Hormonal regulatory network in plant adaptation to abiotic stress and translational genomics of crops for improved productivity

The population of the earth is rapidly increasing, setting food security one of the major issues in the world, especially in developing countries. Additionally, climate changes also put a great burden on food production. Environmental stresses, such as drought, high salinity, soil erosion and pollutants are factors affecting yield and stability of crop production, thereby threatening sustainable agriculture.

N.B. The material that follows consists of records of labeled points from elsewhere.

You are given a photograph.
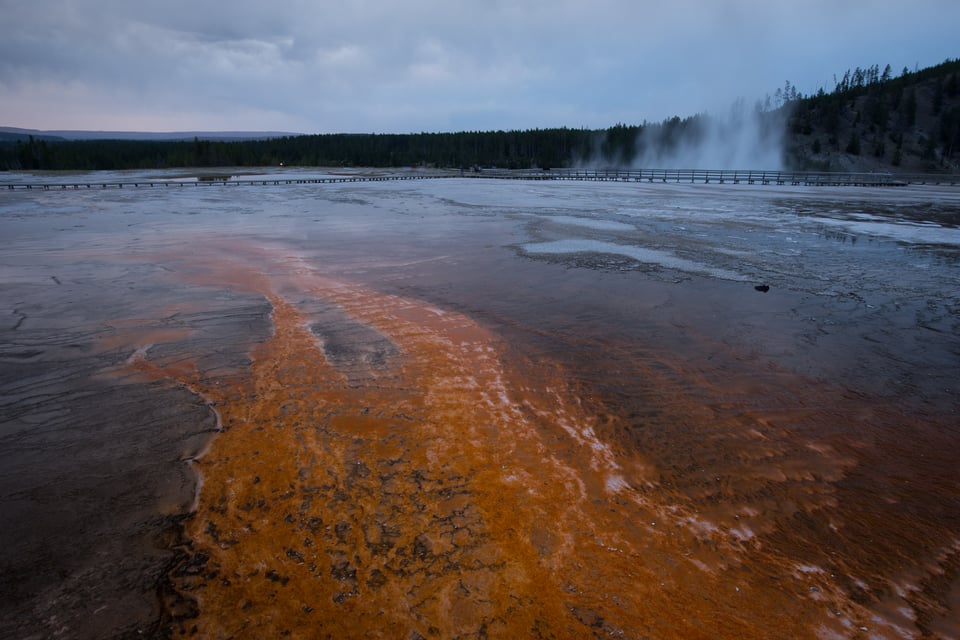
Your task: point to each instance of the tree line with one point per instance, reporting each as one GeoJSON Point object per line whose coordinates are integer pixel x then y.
{"type": "Point", "coordinates": [866, 106]}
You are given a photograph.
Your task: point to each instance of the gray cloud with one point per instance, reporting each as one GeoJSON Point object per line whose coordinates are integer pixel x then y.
{"type": "Point", "coordinates": [379, 65]}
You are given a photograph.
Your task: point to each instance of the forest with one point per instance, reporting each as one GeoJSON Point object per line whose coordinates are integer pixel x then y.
{"type": "Point", "coordinates": [872, 119]}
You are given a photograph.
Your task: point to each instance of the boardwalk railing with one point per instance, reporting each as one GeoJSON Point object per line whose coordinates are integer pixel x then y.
{"type": "Point", "coordinates": [725, 176]}
{"type": "Point", "coordinates": [665, 176]}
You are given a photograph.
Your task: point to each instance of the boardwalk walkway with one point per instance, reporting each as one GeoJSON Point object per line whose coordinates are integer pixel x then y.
{"type": "Point", "coordinates": [676, 176]}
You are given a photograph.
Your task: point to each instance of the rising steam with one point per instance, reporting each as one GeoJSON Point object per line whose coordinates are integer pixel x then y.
{"type": "Point", "coordinates": [744, 138]}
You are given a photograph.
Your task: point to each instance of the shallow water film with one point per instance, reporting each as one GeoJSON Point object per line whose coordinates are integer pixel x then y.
{"type": "Point", "coordinates": [469, 408]}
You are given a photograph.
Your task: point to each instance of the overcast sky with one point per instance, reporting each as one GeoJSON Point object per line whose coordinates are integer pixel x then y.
{"type": "Point", "coordinates": [318, 66]}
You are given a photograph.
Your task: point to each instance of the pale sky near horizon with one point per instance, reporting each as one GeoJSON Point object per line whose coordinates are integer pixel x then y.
{"type": "Point", "coordinates": [385, 66]}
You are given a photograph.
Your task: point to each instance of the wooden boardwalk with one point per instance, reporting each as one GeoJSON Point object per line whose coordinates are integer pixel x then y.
{"type": "Point", "coordinates": [663, 176]}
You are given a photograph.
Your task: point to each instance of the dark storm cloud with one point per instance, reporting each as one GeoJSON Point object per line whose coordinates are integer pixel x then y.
{"type": "Point", "coordinates": [428, 65]}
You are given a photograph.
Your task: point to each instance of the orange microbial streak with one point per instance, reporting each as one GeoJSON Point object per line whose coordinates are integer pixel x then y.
{"type": "Point", "coordinates": [450, 488]}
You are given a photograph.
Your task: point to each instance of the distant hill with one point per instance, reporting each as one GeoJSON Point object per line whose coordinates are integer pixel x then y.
{"type": "Point", "coordinates": [14, 133]}
{"type": "Point", "coordinates": [875, 121]}
{"type": "Point", "coordinates": [872, 120]}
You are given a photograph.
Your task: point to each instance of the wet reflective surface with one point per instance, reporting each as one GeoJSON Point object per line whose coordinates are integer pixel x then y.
{"type": "Point", "coordinates": [470, 408]}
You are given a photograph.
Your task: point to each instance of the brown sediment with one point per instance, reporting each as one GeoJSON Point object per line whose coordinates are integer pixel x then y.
{"type": "Point", "coordinates": [455, 488]}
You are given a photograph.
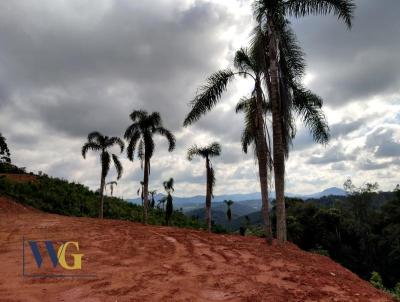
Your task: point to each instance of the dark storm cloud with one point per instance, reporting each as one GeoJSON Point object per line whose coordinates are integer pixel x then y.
{"type": "Point", "coordinates": [354, 64]}
{"type": "Point", "coordinates": [382, 142]}
{"type": "Point", "coordinates": [82, 74]}
{"type": "Point", "coordinates": [334, 154]}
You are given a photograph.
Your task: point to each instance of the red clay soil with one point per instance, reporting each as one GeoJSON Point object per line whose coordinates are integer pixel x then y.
{"type": "Point", "coordinates": [132, 262]}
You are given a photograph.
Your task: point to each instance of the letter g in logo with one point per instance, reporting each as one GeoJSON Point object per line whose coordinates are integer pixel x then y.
{"type": "Point", "coordinates": [77, 257]}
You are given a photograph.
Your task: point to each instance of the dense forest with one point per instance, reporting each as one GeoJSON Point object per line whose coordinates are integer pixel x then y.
{"type": "Point", "coordinates": [59, 196]}
{"type": "Point", "coordinates": [360, 231]}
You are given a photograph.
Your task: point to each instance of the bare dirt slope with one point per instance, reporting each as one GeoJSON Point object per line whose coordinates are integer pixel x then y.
{"type": "Point", "coordinates": [133, 262]}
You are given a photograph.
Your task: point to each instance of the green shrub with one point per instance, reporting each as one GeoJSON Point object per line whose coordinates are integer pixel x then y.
{"type": "Point", "coordinates": [59, 196]}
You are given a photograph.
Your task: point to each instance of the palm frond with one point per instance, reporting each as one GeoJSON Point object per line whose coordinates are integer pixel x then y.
{"type": "Point", "coordinates": [212, 180]}
{"type": "Point", "coordinates": [141, 152]}
{"type": "Point", "coordinates": [90, 146]}
{"type": "Point", "coordinates": [118, 166]}
{"type": "Point", "coordinates": [192, 152]}
{"type": "Point", "coordinates": [138, 115]}
{"type": "Point", "coordinates": [247, 139]}
{"type": "Point", "coordinates": [155, 119]}
{"type": "Point", "coordinates": [105, 163]}
{"type": "Point", "coordinates": [116, 141]}
{"type": "Point", "coordinates": [94, 136]}
{"type": "Point", "coordinates": [309, 105]}
{"type": "Point", "coordinates": [214, 149]}
{"type": "Point", "coordinates": [242, 60]}
{"type": "Point", "coordinates": [209, 95]}
{"type": "Point", "coordinates": [148, 143]}
{"type": "Point", "coordinates": [343, 9]}
{"type": "Point", "coordinates": [169, 185]}
{"type": "Point", "coordinates": [133, 139]}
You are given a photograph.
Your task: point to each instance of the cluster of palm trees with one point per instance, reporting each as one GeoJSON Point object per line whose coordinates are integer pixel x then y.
{"type": "Point", "coordinates": [274, 61]}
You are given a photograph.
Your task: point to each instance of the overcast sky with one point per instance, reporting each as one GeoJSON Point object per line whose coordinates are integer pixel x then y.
{"type": "Point", "coordinates": [71, 67]}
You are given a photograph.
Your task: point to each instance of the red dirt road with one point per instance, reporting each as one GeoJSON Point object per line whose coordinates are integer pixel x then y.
{"type": "Point", "coordinates": [133, 262]}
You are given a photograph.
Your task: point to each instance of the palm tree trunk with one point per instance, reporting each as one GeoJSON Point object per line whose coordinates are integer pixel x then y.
{"type": "Point", "coordinates": [208, 196]}
{"type": "Point", "coordinates": [277, 128]}
{"type": "Point", "coordinates": [102, 182]}
{"type": "Point", "coordinates": [145, 189]}
{"type": "Point", "coordinates": [262, 156]}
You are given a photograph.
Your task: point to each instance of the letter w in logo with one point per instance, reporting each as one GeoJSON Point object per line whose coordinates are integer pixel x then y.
{"type": "Point", "coordinates": [50, 251]}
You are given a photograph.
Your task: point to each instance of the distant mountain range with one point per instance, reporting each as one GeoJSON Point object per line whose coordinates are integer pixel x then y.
{"type": "Point", "coordinates": [252, 200]}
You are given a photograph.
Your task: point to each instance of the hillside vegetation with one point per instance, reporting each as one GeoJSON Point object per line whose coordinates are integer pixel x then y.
{"type": "Point", "coordinates": [59, 196]}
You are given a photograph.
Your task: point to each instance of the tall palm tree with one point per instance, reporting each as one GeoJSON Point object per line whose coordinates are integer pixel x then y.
{"type": "Point", "coordinates": [98, 142]}
{"type": "Point", "coordinates": [140, 136]}
{"type": "Point", "coordinates": [152, 202]}
{"type": "Point", "coordinates": [111, 184]}
{"type": "Point", "coordinates": [140, 192]}
{"type": "Point", "coordinates": [212, 150]}
{"type": "Point", "coordinates": [169, 188]}
{"type": "Point", "coordinates": [282, 73]}
{"type": "Point", "coordinates": [248, 64]}
{"type": "Point", "coordinates": [4, 151]}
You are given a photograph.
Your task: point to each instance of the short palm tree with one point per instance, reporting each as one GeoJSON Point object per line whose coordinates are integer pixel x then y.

Our unit has interest in (i) studying the roles of plant growth regulators and their interactions in abiotic stress responses, as well as (ii) translational genomics aiming to enhance crop productivity under adverse environmental stress conditions.

Contents of Research

  1. Molecular elucidation of signaling molecules in plant responses to drought, salt and heavy metal stresses.
  2. Mechanisms controlling nitrogen fixation in legumes under drought and phosphorus deficiency.
  3. Functional genomics of food crops for improvement of crop productivity in adverse conditions.

Results of Research

  1. We provided evidence that repression of cytokinin signaling through down-regulation of type-B response regulators is one of the strategies plants use to cope with drought.
  2. We provided an insight into H2S-induced protective mechanisms of rice exposed to cadmium stress.
  3. We discussed new research potential to understand the roles of strigolactones and karrikins in plant adaptation to abiotic stresses.
Fig. Model for stress mitigation through cytokinin signaling pathway.